Hi Can anyone give me an idea if Italian motorways are exspensive or not to use or is it just as easy to use minor roads instead,Paul.


----------



## Grizzly (May 9, 2005)

See: http://www.autostrade.it/en/

Beware on minor roads that small towns can be very hairy with a motorhome ( or car sometimes) That said, you will see more and probably enjoy more if you use minor roads but you do need to plan your journey .

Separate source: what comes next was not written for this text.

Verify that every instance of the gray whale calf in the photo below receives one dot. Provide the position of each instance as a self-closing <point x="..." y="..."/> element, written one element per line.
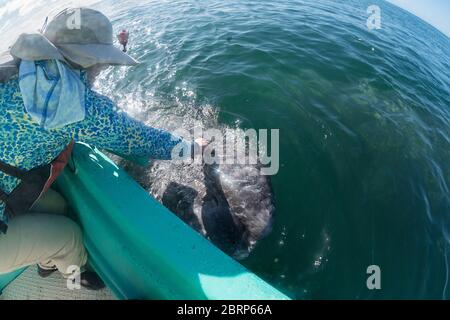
<point x="232" y="205"/>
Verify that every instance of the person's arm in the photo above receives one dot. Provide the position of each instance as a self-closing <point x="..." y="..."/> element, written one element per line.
<point x="106" y="127"/>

Italy is well provided with motorhome parking. Don't be put off by tales of mad Italian drivers. They drive fast but usually well and are not as impatient as you are lead to believe with foreigners.

G


----------



## 88974 (May 11, 2005)

I would prefer the motorways in Italy as you dont have to negotiate any road junctions. Around lake garda I was delighted to be driving a car, I am normally an aggresive driver but over there I looked like an old woman out for her weekly Sunday afternoon drive. Constantly been under cut at junctions where I was crossing traffic, cars behind me would turn in front of me when I was yielding, looked like you pull out in front of someone and they would yield in order to avoid a crash. It is very difficult to pull out into traffic and hope the cars you are pulling out in front of will yield, I just don't have the mentality for it. I found that if I sat a junction waiting for someone to let me out by slowing down and giving me room I got beeped from behind. At least on the motorways it was just a case of moving lanes. I have to say that the Italians are the fastest and scariest drivers I have come across. I remember coming through Switzerland and through the tunnels and passing out a lot of cars, going through tunnels everyone remained in their lane, however once we passed the Italian border it was bedlam. Everyone was passing me out and changing in and out of lanes, It was like Jekyl and Hyde. But saying all that it is a country I love and hope to go back soon.


----------



## RobinHood (May 19, 2005)

On first visit to Italy we initially avoided motorways suspecting pricing close to French levels. Finding it slow getting round Milan we gave in, only to find the charges were much lower than expected. 

I would suggest they are an economic prospect, especially if you're covering long distances with time constraints.


----------



## rednev (May 10, 2005)

Hi Could you tell me under which toll bracket for toll charges do mh come under Paul.


----------



## RobinHood (May 19, 2005)

Class B 2 axle for mos.

See http://www.aiscat.it/InAutostrada/en/informazioni/pedaggio.htm


----------



## johnsandywhite (May 9, 2005)

You can also find information for travelling throughout Europe here:-

http://www.ideamerge.com/motoeuropa/


----------